France is fighting back against religious extremism with a new law. The government's draft legislation Thursday will curb extremist ideologies considered to be the "enemy of the republic."
The law doesn't mention "Islamic" or "Islamist." Muslim countries have criticized the government for proposing the legislation. The U.S. described it as being "heavy handed."
U.S. ambassador for international religious freedom Sam Brownback said he was concerned by recent events in France. However, the law may be too "heavy handed" which might make things worse, Brownback said.
Practices considered to be "extremist" will be barred. These include online and offline hate speech, issuing of "virginity certificates" by doctors for religious marriages, forced home schooling and the forming of community associations that are against the "values of the republic."
France President Emmanuel Macron has resolved to address radical Islamism - which has resulted in attacks that have left more than 260 people dead since 2015. Macron said he was committed to defeating "Islamist separatism" and that France would prevail.
Attacks on French soil have escalated and included the beheading of a teacher who had shown a caricature of the Prophet Mohammad.
Prime Minister Jean Castex said the law isn't against religion or Islam, in particular.
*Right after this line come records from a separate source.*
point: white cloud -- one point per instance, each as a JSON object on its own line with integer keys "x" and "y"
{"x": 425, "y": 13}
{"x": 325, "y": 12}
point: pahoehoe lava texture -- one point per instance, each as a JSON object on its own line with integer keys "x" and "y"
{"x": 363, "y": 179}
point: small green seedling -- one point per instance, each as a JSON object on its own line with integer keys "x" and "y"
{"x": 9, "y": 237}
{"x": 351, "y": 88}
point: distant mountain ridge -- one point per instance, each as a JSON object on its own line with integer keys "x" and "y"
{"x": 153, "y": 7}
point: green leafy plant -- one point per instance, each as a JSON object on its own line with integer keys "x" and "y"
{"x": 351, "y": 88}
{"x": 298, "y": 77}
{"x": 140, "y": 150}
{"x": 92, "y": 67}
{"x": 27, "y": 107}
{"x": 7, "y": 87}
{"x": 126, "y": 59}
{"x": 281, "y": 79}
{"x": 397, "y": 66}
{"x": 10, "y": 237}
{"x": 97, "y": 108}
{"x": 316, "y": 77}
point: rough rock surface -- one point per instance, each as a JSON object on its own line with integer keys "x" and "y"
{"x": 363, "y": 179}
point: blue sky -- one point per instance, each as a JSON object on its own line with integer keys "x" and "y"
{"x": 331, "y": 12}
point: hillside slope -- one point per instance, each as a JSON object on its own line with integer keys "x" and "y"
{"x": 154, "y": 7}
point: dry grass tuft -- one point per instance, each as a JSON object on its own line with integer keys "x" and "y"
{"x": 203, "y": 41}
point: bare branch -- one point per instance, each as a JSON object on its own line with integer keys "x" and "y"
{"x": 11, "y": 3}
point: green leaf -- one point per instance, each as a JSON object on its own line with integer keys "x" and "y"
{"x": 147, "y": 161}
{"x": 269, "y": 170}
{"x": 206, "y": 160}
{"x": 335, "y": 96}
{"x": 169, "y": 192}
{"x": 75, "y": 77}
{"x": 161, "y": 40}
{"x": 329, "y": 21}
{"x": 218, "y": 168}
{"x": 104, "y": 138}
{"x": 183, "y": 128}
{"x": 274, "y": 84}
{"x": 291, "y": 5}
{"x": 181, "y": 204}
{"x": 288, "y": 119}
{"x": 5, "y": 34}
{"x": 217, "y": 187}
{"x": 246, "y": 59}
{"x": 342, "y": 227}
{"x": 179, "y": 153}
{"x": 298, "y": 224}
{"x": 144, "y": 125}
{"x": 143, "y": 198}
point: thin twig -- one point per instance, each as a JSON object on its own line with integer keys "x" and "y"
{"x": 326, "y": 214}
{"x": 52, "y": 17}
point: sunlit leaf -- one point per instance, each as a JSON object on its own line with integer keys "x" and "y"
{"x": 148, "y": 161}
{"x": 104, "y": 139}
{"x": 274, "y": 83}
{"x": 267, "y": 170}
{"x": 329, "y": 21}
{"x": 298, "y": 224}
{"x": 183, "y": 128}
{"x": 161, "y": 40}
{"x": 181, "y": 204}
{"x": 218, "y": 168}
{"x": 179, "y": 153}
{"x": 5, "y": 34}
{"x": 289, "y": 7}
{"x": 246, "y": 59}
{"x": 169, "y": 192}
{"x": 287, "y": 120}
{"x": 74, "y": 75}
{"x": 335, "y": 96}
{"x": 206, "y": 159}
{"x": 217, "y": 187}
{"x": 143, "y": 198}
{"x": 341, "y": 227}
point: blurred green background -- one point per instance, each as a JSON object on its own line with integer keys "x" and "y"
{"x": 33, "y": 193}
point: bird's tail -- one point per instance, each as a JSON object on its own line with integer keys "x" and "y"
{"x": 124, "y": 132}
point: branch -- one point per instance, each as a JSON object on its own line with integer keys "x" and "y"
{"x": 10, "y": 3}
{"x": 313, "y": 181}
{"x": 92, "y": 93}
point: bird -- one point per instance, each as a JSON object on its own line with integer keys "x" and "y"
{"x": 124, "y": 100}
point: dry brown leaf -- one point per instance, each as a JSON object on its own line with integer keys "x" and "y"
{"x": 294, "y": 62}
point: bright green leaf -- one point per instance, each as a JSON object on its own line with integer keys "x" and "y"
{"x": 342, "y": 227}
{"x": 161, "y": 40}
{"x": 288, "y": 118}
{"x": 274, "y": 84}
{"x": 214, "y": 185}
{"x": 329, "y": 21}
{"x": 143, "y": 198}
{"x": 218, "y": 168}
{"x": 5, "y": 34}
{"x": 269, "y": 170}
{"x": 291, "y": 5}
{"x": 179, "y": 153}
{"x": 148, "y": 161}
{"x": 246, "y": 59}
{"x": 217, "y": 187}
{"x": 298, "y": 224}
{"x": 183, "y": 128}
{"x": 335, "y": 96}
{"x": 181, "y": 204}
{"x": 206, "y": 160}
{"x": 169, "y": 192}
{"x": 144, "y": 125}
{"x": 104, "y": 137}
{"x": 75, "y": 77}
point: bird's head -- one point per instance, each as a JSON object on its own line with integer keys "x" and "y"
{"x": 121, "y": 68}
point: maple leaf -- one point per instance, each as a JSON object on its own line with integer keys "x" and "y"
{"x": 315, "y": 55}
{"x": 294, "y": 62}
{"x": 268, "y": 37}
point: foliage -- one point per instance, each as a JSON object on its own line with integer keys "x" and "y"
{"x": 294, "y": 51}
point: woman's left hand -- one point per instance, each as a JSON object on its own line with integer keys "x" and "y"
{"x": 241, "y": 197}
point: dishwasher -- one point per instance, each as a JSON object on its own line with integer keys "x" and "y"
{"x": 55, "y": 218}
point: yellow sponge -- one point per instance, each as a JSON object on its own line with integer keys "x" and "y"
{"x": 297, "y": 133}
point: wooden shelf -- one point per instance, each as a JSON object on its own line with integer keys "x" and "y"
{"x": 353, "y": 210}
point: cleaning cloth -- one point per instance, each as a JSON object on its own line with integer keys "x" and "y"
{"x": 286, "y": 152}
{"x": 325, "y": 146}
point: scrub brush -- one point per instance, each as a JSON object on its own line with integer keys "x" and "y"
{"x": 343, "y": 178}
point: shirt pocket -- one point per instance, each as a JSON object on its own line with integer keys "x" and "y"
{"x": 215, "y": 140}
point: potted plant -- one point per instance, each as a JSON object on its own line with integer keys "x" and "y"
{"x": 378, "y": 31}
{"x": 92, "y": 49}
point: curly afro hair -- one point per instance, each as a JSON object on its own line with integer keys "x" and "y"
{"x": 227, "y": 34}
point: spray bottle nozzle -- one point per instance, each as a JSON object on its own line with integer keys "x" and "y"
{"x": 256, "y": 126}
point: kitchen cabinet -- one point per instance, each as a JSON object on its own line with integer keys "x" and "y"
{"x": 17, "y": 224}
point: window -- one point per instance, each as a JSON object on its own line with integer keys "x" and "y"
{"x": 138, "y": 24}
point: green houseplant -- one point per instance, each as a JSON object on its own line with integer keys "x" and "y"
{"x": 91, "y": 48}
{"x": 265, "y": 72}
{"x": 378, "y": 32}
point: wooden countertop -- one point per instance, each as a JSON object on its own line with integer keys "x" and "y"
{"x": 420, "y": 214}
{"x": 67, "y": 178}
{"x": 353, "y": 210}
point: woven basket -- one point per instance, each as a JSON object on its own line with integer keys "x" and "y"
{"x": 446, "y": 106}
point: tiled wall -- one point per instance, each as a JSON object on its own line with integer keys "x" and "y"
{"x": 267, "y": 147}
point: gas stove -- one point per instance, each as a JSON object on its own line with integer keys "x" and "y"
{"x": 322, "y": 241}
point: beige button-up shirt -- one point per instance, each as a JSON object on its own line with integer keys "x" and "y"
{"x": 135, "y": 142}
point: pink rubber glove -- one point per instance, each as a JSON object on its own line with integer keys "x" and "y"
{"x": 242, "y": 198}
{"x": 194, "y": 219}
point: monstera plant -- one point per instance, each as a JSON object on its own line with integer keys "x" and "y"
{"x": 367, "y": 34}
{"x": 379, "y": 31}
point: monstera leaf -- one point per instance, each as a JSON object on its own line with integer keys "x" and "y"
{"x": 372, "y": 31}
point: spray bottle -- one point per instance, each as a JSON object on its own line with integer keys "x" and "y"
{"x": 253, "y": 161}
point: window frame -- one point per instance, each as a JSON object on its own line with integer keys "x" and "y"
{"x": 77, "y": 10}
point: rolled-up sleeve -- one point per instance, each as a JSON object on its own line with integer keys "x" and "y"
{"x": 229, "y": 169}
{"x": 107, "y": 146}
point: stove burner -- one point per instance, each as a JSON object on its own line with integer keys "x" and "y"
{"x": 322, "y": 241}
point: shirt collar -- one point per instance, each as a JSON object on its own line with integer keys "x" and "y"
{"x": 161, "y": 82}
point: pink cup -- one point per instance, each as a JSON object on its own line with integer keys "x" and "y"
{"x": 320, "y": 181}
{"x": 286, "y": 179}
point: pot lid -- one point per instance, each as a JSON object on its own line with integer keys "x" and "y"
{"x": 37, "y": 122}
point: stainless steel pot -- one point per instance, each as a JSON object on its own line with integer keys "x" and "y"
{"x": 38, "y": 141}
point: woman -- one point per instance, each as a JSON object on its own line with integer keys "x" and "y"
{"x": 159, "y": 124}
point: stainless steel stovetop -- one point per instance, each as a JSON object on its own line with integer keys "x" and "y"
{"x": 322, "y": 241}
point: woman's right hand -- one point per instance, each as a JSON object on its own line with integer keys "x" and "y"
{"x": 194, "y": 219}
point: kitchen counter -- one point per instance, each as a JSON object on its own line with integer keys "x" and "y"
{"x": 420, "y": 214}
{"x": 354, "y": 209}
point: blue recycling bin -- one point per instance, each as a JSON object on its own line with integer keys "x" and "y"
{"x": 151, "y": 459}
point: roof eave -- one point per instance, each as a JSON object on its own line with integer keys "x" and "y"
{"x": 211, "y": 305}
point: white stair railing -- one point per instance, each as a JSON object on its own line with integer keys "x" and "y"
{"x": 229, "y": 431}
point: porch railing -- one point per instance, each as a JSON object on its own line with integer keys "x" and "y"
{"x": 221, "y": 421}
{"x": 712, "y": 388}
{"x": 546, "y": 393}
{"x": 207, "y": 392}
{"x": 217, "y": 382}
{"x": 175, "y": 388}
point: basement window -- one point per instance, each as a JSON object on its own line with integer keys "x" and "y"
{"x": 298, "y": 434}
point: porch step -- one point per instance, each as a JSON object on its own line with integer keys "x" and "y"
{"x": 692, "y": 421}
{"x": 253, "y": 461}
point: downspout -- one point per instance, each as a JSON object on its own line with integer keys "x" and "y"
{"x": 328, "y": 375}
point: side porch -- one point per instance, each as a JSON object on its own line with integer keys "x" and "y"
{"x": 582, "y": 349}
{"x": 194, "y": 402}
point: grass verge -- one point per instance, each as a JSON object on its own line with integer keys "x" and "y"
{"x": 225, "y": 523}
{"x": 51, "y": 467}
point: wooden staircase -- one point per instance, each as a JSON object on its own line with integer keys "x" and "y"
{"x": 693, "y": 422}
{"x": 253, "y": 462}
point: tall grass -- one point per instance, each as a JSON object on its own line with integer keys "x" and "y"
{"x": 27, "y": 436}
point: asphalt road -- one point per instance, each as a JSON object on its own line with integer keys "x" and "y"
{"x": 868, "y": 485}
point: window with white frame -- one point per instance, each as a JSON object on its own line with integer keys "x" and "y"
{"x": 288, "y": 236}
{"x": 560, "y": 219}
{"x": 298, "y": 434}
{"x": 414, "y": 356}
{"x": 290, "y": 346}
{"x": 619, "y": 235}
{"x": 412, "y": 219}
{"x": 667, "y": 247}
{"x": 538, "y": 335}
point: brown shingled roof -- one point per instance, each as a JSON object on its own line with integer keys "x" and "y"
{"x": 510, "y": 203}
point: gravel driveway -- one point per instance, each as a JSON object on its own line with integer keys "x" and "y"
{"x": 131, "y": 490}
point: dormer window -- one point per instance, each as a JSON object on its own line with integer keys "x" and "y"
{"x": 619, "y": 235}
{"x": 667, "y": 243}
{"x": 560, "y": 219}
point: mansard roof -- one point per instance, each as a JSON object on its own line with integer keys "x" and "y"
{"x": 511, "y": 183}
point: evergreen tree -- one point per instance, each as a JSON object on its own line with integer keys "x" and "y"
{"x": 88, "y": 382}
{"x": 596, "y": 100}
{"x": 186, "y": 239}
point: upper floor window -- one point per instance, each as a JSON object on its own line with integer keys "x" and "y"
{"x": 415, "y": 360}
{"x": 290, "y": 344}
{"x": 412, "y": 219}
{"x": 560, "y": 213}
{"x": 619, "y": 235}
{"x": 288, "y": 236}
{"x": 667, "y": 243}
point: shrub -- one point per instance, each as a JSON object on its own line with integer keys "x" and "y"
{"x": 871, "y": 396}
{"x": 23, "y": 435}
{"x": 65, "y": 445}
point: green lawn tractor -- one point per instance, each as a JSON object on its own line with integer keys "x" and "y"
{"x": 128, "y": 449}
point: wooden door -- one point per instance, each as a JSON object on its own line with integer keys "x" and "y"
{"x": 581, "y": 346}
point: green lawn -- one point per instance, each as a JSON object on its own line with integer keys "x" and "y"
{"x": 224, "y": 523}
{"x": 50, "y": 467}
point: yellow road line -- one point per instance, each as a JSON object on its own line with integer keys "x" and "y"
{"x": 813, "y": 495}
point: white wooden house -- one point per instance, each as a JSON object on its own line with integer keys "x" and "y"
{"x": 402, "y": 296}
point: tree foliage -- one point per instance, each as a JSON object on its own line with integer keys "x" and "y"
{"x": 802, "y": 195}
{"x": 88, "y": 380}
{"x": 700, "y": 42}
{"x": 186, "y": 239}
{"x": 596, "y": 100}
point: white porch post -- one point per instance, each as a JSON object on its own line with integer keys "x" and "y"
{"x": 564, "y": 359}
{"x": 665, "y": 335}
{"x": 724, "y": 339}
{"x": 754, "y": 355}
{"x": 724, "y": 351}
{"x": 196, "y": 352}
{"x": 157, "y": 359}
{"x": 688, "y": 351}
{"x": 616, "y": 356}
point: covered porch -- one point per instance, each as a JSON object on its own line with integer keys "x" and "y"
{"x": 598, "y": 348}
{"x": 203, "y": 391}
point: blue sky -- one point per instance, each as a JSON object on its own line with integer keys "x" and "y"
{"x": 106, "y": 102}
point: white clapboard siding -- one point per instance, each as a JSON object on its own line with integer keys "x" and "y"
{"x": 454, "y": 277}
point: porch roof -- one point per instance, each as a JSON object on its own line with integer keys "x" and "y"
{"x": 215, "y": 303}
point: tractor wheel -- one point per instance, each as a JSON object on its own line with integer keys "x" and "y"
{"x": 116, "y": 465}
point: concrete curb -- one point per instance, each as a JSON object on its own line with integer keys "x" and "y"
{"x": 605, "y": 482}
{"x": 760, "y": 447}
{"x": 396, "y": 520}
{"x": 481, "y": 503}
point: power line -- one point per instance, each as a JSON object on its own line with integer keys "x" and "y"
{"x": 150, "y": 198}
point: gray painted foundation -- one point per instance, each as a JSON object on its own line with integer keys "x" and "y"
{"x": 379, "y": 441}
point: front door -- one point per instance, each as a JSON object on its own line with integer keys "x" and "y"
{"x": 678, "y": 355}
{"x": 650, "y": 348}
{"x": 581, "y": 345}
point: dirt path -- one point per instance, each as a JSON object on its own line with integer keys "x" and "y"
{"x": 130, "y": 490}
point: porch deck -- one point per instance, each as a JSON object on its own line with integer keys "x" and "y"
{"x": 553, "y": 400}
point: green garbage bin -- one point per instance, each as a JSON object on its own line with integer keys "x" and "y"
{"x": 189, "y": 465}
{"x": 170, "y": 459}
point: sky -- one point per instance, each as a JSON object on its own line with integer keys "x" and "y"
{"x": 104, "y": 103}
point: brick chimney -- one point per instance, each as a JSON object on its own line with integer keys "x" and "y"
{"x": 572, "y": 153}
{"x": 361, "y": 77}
He said it was a "law of freedom" and a "law of protection" against "religious fundamentalism." Earlier Castex said radical Islamism had become the "enemy of the republic."
Critics said it would likely increase a sense of alienation for some residents - particularly Muslims who represent about 8% of the population.
The law will be presented to the National Assembly in January. The draft was approved by the cabinet Wednesday.